A different Fourteenth Amendment clause, however, forbidding states from passing “any law which shall abridge the privileges or immunities of citizens of the United States,” is a better way of extending the right to keep and bear arms. This Privileges or Immunities Clause provides an approach that not only is more historically accurate, but prevents some of the judicial overreach observers of all stripes deride. Unfortunately, the Court eviscerated this clause in the infamous and now nearly universally reviled Slaughterhouse Cases in 1873.
In Slaughterhouse, the Court ignored the Privilege and Immunities Clause’s substantive rights protections and thus let loose the power of the states against their citizens in direct contradiction to the letter and spirit of the Civil War amendments. Reconstruction fundamentally changed the relationship between the federal and state governments—and between each of those and individuals—but reactionary justices refused to enforce this new constitutional structure. Such judicial abdication set back civil rights and also warped our constitutional jurisprudence, with the narrow “substantive due process” doctrine having to cover an assortment of enumerated and unenumerated rights. Scholars from across the political spectrum—liberal, conservative, and libertarian—agree that Slaughterhouse was wrongly decided and that the Privileges or Immunities Clause should be returned to its rightful place in our constitutional discourse.
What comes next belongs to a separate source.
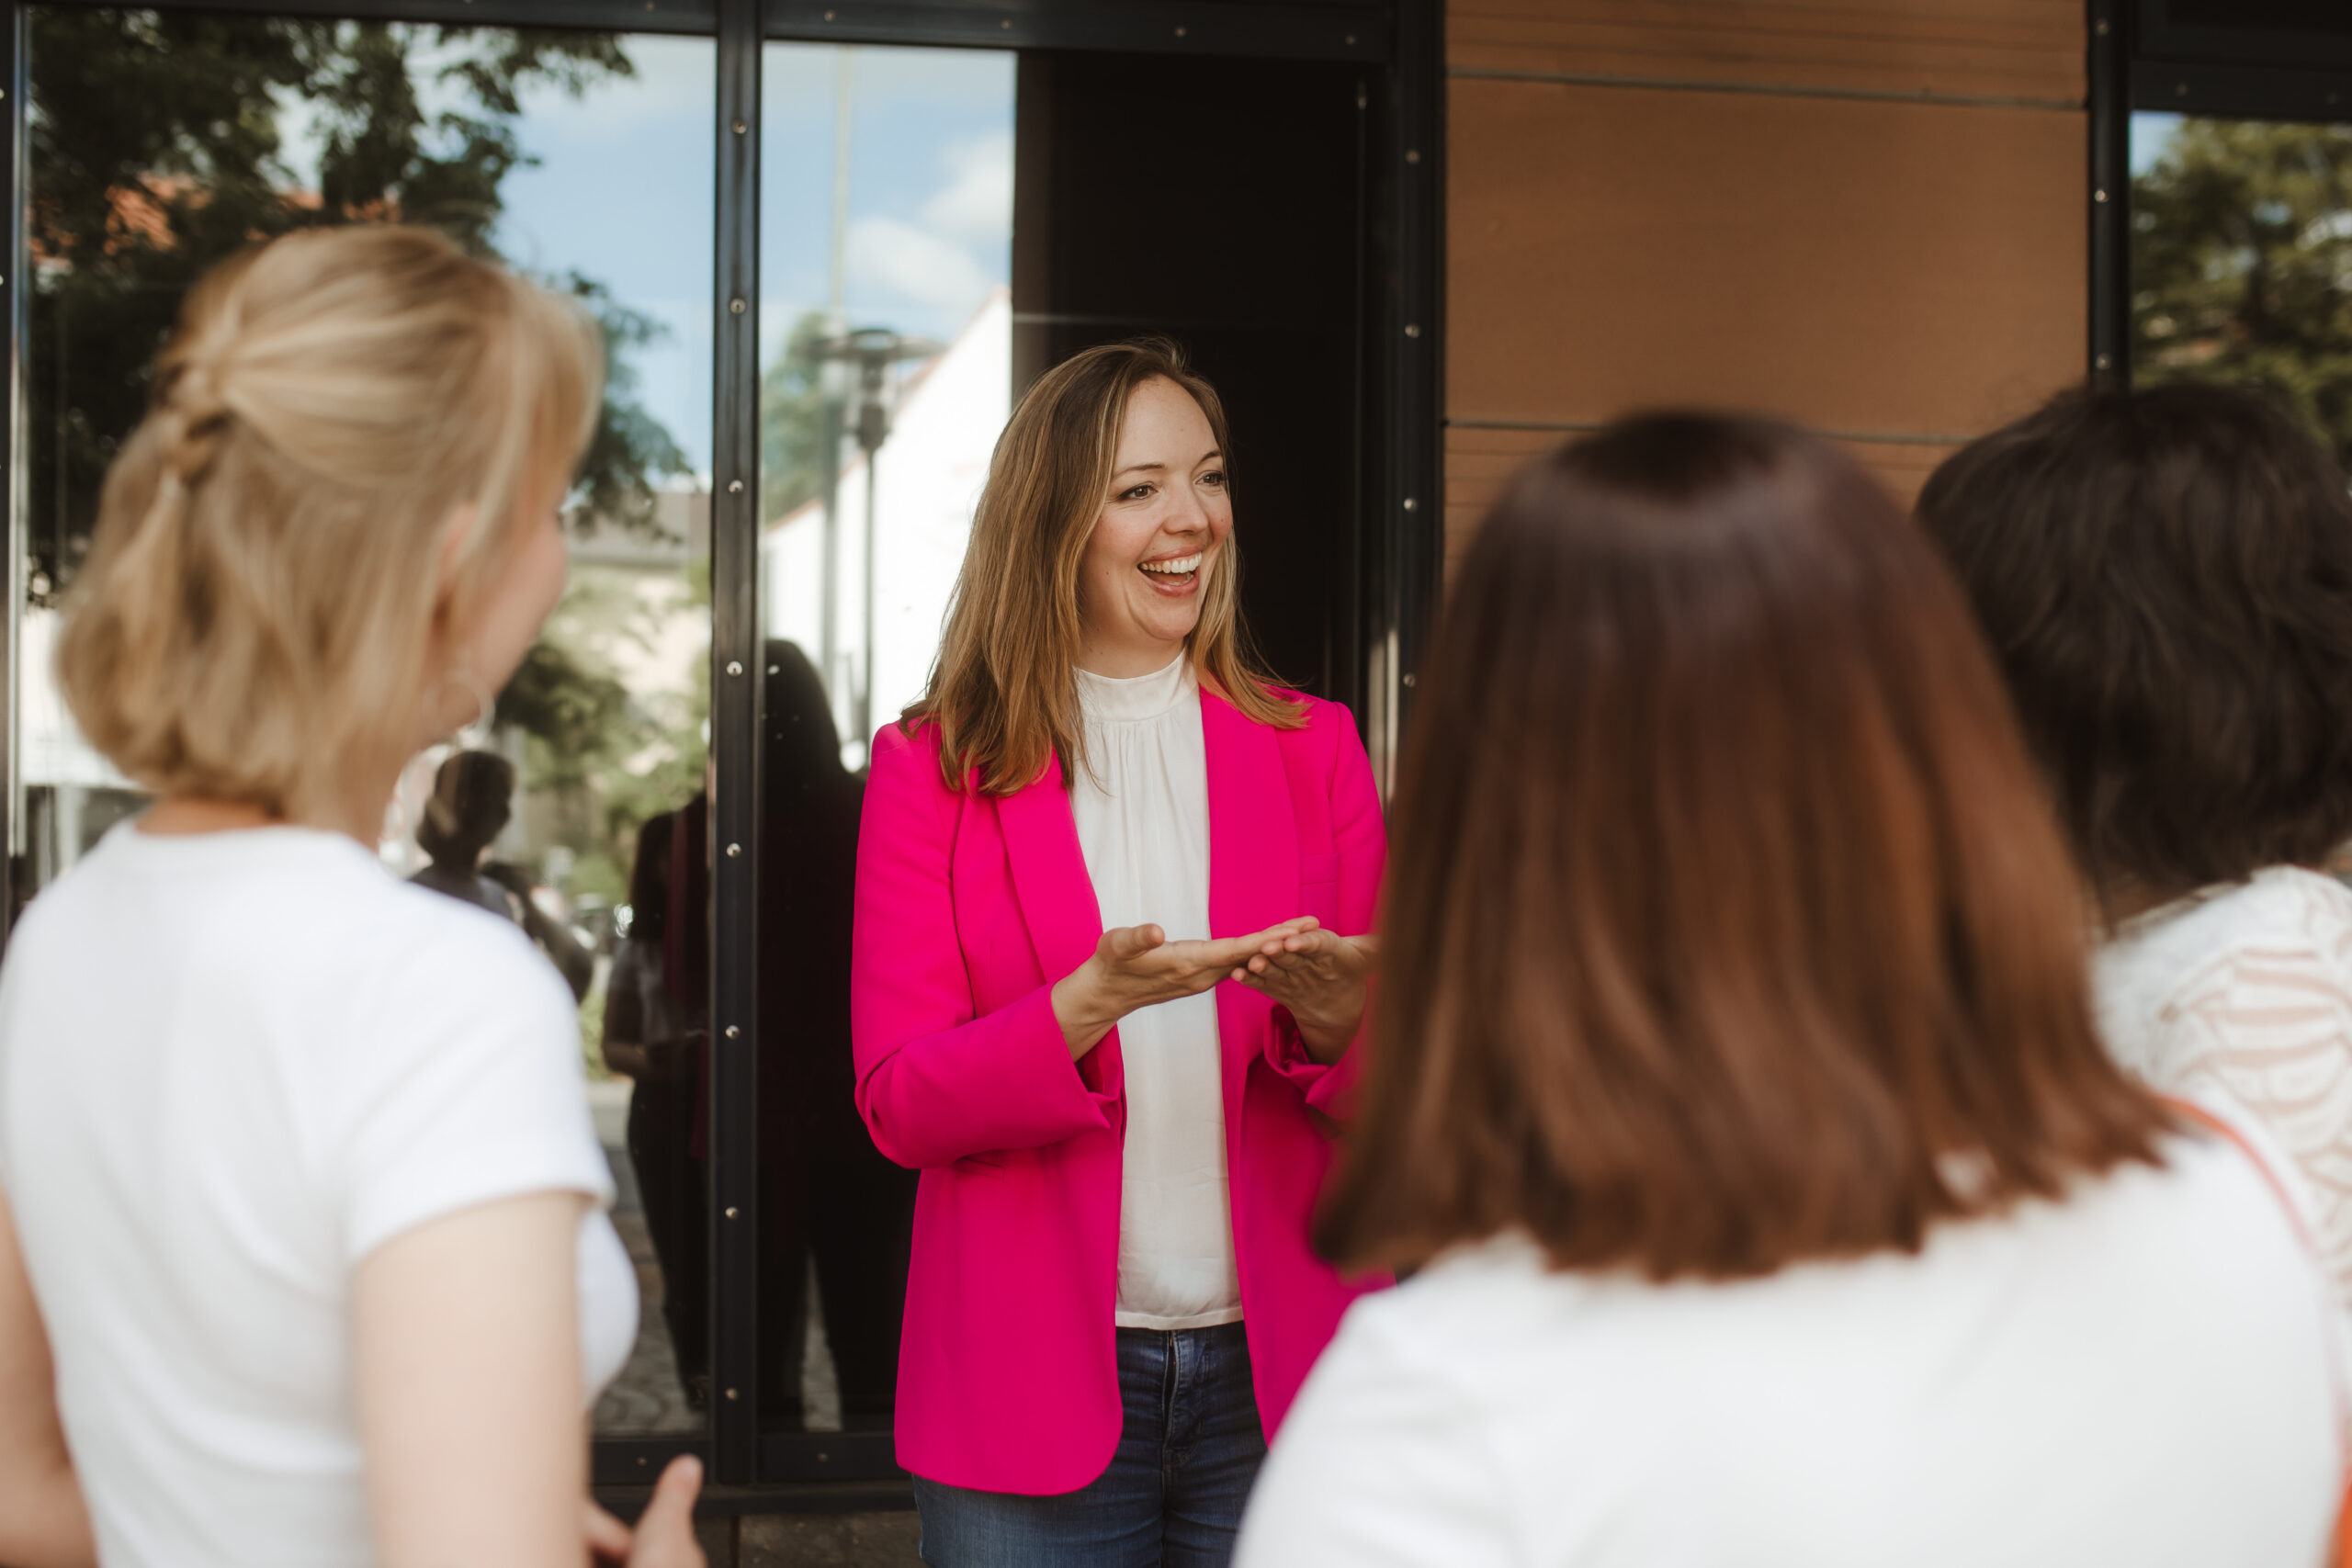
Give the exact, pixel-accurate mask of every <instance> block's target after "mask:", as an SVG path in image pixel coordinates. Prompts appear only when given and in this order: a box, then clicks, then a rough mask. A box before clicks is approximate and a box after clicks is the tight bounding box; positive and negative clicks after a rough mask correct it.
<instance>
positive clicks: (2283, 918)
mask: <svg viewBox="0 0 2352 1568" xmlns="http://www.w3.org/2000/svg"><path fill="white" fill-rule="evenodd" d="M2093 980H2096V992H2098V1016H2100V1018H2098V1020H2100V1032H2103V1034H2105V1039H2107V1051H2110V1053H2112V1056H2114V1060H2117V1063H2122V1065H2124V1067H2126V1070H2129V1072H2131V1074H2136V1077H2138V1079H2143V1081H2145V1084H2150V1086H2154V1088H2161V1091H2164V1093H2173V1095H2183V1098H2190V1100H2197V1103H2199V1105H2206V1107H2211V1110H2216V1112H2218V1114H2223V1117H2227V1119H2230V1121H2232V1124H2234V1126H2239V1128H2244V1131H2246V1133H2249V1135H2251V1138H2256V1140H2258V1145H2267V1147H2265V1152H2267V1154H2270V1157H2272V1166H2277V1168H2284V1171H2288V1173H2293V1175H2300V1194H2298V1197H2300V1199H2303V1201H2305V1208H2307V1218H2310V1227H2312V1234H2314V1239H2317V1244H2319V1248H2321V1253H2324V1260H2326V1267H2328V1274H2331V1276H2333V1279H2336V1291H2338V1295H2340V1298H2343V1300H2345V1302H2347V1305H2352V891H2347V889H2345V886H2343V884H2340V882H2336V879H2333V877H2324V875H2319V872H2307V870H2300V867H2291V865H2274V867H2267V870H2263V872H2256V875H2253V877H2251V879H2246V882H2239V884H2223V886H2211V889H2201V891H2197V893H2192V896H2187V898H2180V900H2176V903H2169V905H2164V907H2157V910H2150V912H2145V914H2140V917H2136V919H2129V922H2124V926H2119V929H2117V933H2114V940H2110V943H2107V945H2105V947H2103V950H2100V952H2098V957H2096V961H2093Z"/></svg>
From the initial questioning in yesterday’s arguments, it was clear that those living in Chicago—and, by extension, New York, San Francisco, and other places with extreme firearm restrictions—will soon be able to rest easy, knowing that they will be able to have guns with which to protect themselves. Unfortunately, the Court did not seem inclined to adopt the arguments advanced by petitioners’ counsel Alan Gura (and supported by Cato) that the Privileges or Immunities Clause was the way to go. Chief Justice Roberts expressed reluctance at having to overturn Slaughterhouse and other justices joined in concerns over how activist judges would use the Clause if the Court revived it—even if that were the path that hewed more closely to the constitution’s true meaning.
This turn of events is unfortunate because reviving the Privileges or Immunities Clause, far from giving judges free reign to impose their policy views, would actually tie them closer to the text, structure, and history of the Constitution. As it stands now—and as it seems will be the case after McDonald—many of our most cherished rights are constitutionally protected only to the extent that judges are willing to label them as sufficiently “fundamental.” That interpretive method fosters an unprincipled jurisprudence and hurts the rule of law.
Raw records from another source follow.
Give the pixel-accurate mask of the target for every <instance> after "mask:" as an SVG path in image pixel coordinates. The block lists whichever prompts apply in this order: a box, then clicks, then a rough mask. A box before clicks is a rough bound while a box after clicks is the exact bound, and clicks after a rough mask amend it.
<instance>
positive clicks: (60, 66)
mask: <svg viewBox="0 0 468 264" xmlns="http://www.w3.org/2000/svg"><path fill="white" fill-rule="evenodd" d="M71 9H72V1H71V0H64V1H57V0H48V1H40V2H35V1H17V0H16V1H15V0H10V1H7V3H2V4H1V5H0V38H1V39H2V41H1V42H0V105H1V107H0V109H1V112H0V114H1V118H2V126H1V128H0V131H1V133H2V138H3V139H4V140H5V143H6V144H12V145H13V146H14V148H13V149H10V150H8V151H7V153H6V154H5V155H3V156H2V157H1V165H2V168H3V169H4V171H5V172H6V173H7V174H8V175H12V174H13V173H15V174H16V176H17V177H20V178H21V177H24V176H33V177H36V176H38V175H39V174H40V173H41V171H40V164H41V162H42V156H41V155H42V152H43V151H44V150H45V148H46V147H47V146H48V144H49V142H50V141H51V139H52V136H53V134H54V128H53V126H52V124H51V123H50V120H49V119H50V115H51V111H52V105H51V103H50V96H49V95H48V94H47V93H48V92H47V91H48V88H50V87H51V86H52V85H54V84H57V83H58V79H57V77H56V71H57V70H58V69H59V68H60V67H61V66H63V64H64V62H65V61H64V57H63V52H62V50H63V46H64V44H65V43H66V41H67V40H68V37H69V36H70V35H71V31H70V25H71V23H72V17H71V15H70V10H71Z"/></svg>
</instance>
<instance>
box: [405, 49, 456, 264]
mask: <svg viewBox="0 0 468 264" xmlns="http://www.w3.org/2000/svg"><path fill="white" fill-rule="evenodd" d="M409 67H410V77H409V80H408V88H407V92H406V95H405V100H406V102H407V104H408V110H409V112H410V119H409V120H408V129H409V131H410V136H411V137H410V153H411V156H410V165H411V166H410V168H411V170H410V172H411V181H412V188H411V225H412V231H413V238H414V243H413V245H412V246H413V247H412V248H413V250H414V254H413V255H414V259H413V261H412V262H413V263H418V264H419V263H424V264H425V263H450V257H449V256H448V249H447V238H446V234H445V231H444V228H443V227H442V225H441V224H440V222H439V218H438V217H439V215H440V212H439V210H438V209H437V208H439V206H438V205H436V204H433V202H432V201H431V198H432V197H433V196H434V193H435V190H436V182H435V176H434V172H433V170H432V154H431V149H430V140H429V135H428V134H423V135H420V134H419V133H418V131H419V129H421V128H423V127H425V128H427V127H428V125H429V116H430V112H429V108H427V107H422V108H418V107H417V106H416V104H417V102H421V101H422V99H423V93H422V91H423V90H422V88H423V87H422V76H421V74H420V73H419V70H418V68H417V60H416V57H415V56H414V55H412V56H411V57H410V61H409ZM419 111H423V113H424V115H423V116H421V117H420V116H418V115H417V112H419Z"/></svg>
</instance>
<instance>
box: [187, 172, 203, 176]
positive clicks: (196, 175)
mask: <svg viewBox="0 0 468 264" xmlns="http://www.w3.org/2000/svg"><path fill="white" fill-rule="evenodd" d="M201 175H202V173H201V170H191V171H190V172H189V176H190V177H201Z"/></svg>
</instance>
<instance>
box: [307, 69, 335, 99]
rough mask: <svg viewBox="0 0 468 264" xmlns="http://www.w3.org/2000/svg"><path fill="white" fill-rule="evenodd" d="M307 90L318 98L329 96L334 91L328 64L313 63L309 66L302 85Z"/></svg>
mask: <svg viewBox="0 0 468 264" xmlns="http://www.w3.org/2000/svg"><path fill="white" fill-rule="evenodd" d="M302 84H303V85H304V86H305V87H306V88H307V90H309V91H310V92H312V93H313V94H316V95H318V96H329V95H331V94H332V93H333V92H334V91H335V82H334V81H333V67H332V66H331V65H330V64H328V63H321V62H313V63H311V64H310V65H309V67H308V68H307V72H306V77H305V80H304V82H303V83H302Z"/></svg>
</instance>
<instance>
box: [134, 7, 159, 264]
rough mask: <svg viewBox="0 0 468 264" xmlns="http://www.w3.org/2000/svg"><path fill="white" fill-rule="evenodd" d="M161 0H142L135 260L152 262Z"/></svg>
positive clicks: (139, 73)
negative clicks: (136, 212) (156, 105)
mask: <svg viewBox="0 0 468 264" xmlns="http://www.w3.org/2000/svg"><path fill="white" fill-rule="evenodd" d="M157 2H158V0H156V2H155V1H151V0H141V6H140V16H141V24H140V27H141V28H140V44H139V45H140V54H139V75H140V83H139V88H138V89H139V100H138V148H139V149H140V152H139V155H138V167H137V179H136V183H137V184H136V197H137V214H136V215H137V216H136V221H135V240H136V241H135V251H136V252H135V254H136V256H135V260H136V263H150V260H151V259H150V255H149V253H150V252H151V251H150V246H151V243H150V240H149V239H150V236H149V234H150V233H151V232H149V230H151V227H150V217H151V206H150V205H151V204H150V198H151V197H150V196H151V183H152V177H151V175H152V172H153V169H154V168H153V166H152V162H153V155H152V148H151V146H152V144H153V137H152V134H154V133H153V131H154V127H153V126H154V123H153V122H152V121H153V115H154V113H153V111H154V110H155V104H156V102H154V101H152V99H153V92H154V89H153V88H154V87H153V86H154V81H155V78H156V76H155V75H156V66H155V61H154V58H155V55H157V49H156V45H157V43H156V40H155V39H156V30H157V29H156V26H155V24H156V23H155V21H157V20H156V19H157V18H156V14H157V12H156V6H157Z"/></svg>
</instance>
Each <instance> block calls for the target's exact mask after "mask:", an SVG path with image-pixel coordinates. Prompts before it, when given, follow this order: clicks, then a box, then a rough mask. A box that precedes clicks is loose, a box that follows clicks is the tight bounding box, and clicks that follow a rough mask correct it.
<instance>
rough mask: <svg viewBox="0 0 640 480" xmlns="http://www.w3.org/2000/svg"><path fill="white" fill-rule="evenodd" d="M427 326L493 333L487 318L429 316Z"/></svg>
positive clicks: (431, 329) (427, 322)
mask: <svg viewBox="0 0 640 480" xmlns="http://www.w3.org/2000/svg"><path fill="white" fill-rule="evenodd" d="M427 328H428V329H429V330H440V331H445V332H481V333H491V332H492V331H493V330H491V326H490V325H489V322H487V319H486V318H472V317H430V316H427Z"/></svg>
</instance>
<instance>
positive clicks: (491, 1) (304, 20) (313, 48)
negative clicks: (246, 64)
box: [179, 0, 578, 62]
There is some reason to hope. Since the 1997 case of Washington v. Glucksburg, the Court has used a two-pronged test to recognize previously unprotected rights, which test it may apply in McDonald. Because the right to keep and bear arms is both deeply rooted in our nation’s history and traditions and can be defined with particularity, it is more in tune with the original public meaning of the Privileges or Immunities Clause—even if formally done under the Due Process Clause. The majority of the Court, liberal and conservative justices alike, has endorsed the Glucksberg test—which could be a surer way forward on the protection of natural, civil, and political rights.
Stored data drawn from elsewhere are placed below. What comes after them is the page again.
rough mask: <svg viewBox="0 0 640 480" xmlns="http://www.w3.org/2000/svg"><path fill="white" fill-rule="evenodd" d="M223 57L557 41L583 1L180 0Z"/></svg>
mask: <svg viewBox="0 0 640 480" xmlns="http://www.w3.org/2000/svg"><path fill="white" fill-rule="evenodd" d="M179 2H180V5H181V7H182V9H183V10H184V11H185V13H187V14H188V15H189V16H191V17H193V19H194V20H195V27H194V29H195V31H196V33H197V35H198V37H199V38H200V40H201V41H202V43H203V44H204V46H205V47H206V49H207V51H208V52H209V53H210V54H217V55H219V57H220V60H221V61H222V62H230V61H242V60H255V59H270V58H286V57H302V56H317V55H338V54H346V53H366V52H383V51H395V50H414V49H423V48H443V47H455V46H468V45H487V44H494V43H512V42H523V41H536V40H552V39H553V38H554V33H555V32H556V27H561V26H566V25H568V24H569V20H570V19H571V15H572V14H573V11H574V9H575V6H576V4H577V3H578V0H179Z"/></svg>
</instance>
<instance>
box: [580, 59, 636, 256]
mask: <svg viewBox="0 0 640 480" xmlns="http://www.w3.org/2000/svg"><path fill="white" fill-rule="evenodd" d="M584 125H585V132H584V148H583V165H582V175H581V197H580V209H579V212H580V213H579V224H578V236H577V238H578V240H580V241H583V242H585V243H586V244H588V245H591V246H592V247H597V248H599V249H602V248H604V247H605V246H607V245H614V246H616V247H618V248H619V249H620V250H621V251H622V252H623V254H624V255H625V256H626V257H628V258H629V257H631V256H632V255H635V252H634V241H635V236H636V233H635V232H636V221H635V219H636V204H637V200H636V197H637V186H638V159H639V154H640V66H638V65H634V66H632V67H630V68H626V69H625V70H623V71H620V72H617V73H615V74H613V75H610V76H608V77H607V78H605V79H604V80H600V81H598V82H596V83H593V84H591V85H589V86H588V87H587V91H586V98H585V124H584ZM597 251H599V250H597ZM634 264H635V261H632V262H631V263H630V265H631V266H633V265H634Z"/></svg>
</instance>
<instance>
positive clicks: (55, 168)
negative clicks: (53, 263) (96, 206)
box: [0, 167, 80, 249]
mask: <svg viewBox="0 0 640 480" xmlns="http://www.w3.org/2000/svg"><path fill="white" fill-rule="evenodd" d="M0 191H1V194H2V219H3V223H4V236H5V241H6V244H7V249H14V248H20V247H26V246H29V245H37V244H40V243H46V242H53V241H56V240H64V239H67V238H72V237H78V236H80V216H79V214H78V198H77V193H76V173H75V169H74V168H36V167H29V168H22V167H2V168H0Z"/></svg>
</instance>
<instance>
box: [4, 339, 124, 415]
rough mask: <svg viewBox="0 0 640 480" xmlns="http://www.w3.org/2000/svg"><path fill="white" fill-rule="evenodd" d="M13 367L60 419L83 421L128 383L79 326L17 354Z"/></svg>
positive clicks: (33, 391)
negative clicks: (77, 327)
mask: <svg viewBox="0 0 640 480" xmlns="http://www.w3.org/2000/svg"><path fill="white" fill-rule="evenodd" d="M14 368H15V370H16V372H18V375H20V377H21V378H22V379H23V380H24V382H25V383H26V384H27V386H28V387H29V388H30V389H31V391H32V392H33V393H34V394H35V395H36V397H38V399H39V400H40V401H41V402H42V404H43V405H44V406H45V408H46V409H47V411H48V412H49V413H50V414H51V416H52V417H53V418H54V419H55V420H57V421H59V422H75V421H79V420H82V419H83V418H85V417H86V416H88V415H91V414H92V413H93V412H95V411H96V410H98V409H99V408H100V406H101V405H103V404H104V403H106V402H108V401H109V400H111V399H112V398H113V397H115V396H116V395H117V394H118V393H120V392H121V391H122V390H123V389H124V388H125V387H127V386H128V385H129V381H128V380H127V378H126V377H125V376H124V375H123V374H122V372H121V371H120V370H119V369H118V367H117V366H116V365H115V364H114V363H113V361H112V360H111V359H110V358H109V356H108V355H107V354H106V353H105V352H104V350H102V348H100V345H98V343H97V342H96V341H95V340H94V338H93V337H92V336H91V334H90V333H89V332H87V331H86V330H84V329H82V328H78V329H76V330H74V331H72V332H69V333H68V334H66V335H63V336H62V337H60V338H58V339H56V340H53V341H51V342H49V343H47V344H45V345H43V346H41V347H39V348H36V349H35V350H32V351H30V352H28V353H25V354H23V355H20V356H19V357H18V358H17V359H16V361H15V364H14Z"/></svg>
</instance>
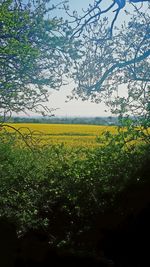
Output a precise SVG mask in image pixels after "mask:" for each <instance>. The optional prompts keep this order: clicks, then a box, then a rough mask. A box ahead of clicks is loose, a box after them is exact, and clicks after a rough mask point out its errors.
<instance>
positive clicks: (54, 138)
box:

Coming away from the argument, the right to keep and bear arms appears to be well on its way to being restored for all citizens across the country—and that is a good thing. The fight to restore the Fourteenth Amendment, however, to its proper role as principled guarantor of our freedoms against state oppression, goes on. In the words of someone unsympathetic to gun rights but who presciently (and ironically) captured the mood of our times, the cause endures, the hope still lives, and the dream shall never die.